Merge pull request #29 from lbryio/improve-tx-caches

Improve merkle proof and tx cache performance
2022-04-30 19:23:52 -04:00 · 2022-04-30 19:23:52 -04:00 · efd064b104
commit efd064b104
parent c56b7fb133 2f15fc56cd
3 changed files with 95 additions and 41 deletions
--- a/scribe/db/db.py
+++ b/scribe/db/db.py
@ -12,13 +12,14 @@ from functools import partial
 from bisect import bisect_right
 from collections import defaultdict
 from concurrent.futures.thread import ThreadPoolExecutor
+from scribe import PROMETHEUS_NAMESPACE
 from scribe.error import ResolveCensoredError
 from scribe.schema.url import URL, normalize_name
 from scribe.schema.claim import guess_stream_type
 from scribe.schema.result import Censor
 from scribe.blockchain.transaction import TxInput
 from scribe.common import hash_to_hex_str, hash160, LRUCacheWithMetrics
-from scribe.db.merkle import Merkle, MerkleCache
+from scribe.db.merkle import Merkle, MerkleCache, FastMerkleCacheItem
 from scribe.db.common import ResolveResult, STREAM_TYPES, CLAIM_TYPES, ExpandedResolveResult, DBError, UTXO
 from scribe.db.prefixes import PendingActivationValue, ClaimTakeoverValue, ClaimToTXOValue, PrefixDB
 from scribe.db.prefixes import ACTIVATED_CLAIM_TXO_TYPE, ACTIVATED_SUPPORT_TXO_TYPE, EffectiveAmountKey
@ -29,6 +30,7 @@ from scribe.db.prefixes import HashXMempoolStatusPrefixRow
 TXO_STRUCT = struct.Struct(b'>LH')
 TXO_STRUCT_unpack = TXO_STRUCT.unpack
 TXO_STRUCT_pack = TXO_STRUCT.pack
+NAMESPACE = f"{PROMETHEUS_NAMESPACE}_db"


 class HubDB:
@ -79,14 +81,17 @@ class HubDB:
        self.tx_counts = None
        self.headers = None
        self.block_hashes = None
-        self.encoded_headers = LRUCacheWithMetrics(1 << 21, metric_name='encoded_headers', namespace='wallet_server')
+        self.encoded_headers = LRUCacheWithMetrics(1 << 21, metric_name='encoded_headers', namespace=NAMESPACE)
        self.last_flush = time.time()

        # Header merkle cache
        self.merkle = Merkle()
        self.header_mc = MerkleCache(self.merkle, self.fs_block_hashes)

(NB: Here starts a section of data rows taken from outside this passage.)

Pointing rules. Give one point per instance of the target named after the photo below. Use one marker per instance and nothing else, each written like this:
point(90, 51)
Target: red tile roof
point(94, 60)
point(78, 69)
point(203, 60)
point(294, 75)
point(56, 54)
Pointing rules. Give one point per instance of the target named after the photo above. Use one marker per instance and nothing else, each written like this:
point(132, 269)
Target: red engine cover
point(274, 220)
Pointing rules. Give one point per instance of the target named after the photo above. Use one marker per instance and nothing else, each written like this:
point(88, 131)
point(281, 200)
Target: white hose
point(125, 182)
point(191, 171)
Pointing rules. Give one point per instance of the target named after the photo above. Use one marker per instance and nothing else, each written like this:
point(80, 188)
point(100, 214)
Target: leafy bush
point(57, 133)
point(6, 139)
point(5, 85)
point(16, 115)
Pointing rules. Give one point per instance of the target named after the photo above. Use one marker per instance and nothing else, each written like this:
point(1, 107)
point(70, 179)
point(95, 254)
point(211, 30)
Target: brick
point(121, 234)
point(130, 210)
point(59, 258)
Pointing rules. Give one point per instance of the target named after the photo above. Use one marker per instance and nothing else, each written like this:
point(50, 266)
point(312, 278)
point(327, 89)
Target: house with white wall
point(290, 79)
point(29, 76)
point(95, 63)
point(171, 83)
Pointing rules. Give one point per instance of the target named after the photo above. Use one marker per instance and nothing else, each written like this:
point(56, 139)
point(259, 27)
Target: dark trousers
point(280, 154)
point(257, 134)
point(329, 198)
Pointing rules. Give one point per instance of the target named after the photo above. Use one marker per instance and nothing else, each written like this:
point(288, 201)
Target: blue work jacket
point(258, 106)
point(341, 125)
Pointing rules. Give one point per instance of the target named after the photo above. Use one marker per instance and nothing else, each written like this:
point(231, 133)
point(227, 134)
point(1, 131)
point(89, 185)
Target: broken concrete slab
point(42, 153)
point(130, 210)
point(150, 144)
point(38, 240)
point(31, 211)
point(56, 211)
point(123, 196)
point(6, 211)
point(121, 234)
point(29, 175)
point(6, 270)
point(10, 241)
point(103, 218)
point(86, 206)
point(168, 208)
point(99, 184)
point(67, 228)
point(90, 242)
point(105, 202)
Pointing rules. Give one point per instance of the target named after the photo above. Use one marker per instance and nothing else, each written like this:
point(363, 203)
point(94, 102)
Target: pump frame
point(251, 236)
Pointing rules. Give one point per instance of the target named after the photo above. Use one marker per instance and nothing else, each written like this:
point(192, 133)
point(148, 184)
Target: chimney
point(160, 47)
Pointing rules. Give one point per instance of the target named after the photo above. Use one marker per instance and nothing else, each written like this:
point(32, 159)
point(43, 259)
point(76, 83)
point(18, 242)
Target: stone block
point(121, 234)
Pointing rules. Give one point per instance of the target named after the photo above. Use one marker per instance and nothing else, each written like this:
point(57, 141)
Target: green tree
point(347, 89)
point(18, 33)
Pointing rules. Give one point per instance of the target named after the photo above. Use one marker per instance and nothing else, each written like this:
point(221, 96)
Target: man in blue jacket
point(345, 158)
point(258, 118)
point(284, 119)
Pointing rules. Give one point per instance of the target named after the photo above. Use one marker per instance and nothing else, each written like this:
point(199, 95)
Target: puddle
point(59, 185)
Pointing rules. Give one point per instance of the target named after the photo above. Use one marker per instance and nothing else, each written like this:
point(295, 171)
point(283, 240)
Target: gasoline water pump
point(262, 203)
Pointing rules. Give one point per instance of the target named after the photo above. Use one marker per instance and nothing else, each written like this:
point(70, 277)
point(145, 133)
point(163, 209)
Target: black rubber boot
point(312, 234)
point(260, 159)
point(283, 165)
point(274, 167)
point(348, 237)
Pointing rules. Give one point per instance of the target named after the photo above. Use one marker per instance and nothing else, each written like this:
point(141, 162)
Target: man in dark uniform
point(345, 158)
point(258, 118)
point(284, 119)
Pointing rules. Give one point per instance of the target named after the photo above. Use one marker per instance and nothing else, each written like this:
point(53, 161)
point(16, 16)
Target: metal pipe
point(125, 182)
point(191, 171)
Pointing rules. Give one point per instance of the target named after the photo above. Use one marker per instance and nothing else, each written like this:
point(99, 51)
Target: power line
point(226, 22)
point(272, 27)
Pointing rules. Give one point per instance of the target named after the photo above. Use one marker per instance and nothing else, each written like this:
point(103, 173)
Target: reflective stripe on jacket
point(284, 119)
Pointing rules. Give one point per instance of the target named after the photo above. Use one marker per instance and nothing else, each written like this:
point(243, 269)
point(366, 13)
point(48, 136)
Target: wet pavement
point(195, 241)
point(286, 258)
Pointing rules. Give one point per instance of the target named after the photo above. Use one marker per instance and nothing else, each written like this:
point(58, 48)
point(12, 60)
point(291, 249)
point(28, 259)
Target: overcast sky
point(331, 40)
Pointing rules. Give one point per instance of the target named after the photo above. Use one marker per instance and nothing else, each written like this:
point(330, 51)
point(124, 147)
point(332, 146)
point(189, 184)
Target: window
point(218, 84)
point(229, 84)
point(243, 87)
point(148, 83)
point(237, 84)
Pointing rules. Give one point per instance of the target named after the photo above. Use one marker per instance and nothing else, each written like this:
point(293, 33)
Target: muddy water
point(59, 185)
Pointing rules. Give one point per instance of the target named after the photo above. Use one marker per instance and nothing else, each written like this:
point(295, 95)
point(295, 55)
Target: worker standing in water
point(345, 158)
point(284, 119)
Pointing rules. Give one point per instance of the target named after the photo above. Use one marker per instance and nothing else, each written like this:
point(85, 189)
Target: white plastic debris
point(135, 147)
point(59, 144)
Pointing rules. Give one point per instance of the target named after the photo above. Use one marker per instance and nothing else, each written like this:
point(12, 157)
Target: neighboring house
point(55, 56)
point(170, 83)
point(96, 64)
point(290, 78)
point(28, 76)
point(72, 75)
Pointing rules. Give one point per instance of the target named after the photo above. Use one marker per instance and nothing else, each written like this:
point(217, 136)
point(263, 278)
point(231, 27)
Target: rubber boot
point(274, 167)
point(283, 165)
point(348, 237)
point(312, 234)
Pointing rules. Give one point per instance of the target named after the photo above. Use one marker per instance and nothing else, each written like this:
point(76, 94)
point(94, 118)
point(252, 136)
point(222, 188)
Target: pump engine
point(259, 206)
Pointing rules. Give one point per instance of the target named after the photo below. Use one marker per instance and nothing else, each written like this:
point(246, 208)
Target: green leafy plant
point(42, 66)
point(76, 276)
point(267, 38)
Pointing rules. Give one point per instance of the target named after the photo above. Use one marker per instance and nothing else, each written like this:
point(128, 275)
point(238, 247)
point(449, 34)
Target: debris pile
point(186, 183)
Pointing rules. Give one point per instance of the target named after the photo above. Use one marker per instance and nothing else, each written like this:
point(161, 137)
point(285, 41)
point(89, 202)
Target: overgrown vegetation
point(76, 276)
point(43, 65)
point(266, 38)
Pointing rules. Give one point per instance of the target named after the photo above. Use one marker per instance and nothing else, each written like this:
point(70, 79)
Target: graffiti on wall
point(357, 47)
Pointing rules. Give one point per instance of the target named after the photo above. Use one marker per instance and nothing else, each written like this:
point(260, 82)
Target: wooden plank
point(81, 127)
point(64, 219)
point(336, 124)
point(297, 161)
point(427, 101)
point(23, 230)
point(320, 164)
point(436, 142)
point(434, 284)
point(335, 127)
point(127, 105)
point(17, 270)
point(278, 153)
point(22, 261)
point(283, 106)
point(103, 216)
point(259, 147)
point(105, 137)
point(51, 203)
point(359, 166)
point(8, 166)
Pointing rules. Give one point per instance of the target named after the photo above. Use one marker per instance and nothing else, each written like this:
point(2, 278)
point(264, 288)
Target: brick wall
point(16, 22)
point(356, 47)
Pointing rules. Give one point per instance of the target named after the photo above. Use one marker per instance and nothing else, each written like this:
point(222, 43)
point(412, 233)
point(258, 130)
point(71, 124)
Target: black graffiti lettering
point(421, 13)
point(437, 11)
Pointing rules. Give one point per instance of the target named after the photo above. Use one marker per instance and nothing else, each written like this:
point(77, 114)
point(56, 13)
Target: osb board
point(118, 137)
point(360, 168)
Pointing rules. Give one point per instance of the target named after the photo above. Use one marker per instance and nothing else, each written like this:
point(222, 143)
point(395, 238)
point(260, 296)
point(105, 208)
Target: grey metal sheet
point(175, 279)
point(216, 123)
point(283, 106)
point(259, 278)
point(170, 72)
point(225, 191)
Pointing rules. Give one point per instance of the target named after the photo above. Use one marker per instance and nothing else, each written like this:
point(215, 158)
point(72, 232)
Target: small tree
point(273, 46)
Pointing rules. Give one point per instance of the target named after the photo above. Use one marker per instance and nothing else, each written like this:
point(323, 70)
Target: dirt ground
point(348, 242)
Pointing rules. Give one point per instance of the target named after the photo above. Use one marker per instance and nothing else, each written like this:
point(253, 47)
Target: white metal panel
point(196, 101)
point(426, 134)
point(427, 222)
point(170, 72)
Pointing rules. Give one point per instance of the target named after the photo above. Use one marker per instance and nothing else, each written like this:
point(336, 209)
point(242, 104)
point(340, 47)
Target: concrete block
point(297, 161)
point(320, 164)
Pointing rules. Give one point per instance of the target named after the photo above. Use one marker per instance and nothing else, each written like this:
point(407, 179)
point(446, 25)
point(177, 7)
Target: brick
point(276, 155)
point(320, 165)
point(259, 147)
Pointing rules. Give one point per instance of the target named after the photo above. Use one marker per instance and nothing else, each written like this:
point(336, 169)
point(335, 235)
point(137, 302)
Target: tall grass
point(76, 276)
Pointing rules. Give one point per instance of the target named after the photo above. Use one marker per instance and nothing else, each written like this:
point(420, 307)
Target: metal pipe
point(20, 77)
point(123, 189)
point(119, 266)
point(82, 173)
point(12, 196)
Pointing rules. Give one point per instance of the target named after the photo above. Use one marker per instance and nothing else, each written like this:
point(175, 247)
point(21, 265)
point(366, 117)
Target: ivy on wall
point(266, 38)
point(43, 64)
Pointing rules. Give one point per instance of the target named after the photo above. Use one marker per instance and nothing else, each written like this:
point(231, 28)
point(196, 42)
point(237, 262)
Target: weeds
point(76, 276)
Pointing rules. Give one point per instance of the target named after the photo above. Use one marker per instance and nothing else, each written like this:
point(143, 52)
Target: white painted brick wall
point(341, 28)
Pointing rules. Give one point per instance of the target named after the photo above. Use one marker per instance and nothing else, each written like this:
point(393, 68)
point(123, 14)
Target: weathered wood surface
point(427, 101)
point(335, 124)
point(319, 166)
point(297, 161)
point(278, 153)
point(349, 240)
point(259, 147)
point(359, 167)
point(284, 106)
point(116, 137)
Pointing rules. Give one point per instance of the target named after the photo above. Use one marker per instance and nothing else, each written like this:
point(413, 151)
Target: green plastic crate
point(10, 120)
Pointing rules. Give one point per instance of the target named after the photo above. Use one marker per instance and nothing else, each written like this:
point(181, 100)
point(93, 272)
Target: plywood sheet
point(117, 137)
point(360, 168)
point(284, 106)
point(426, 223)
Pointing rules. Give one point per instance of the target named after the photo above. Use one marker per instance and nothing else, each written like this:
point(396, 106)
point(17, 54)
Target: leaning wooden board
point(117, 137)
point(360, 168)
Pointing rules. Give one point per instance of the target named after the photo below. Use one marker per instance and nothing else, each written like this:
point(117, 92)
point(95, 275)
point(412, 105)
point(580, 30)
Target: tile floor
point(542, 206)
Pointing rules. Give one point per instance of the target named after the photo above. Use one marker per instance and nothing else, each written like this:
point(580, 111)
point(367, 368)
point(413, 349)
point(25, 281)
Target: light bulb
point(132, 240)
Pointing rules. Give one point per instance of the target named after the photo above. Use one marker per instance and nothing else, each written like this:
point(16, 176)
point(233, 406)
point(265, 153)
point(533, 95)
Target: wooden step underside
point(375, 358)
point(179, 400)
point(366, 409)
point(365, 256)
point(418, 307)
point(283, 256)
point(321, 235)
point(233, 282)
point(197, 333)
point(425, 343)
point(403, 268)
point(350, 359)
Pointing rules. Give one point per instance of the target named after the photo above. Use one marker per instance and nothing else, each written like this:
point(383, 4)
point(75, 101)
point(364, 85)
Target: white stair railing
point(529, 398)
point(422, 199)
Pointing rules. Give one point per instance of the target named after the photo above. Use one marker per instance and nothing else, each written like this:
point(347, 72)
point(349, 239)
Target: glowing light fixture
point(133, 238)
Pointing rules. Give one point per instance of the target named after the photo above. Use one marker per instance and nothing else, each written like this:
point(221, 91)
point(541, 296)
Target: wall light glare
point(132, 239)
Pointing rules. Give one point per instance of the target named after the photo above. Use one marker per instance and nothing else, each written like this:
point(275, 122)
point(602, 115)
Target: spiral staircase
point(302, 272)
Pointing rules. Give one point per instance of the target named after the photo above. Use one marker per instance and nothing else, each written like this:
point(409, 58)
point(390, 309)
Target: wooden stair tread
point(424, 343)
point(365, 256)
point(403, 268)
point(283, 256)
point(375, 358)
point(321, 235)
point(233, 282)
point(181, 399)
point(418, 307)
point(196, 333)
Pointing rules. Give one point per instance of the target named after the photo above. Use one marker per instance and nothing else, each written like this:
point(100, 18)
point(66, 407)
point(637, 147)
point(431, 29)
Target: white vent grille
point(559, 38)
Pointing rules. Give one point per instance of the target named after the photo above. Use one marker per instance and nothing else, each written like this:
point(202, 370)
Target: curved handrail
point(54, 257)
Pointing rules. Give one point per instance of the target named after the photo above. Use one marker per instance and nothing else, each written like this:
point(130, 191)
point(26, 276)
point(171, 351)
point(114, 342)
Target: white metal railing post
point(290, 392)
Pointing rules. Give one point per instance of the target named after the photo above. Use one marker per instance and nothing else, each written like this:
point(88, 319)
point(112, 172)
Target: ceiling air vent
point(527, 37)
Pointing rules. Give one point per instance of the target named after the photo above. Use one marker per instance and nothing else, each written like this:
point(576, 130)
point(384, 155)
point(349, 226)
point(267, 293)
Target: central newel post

-        self._tx_and_merkle_cache = LRUCacheWithMetrics(2 ** 16, metric_name='tx_and_merkle', namespace="wallet_server")
+        # lru cache of tx_hash: (tx_bytes, tx_num, position, tx_height)
+        self.tx_cache = LRUCacheWithMetrics(2 ** 14, metric_name='tx', namespace=NAMESPACE)
+        # lru cache of block heights to merkle trees of the block tx hashes
+        self.merkle_cache = LRUCacheWithMetrics(2 ** 13, metric_name='merkle', namespace=NAMESPACE)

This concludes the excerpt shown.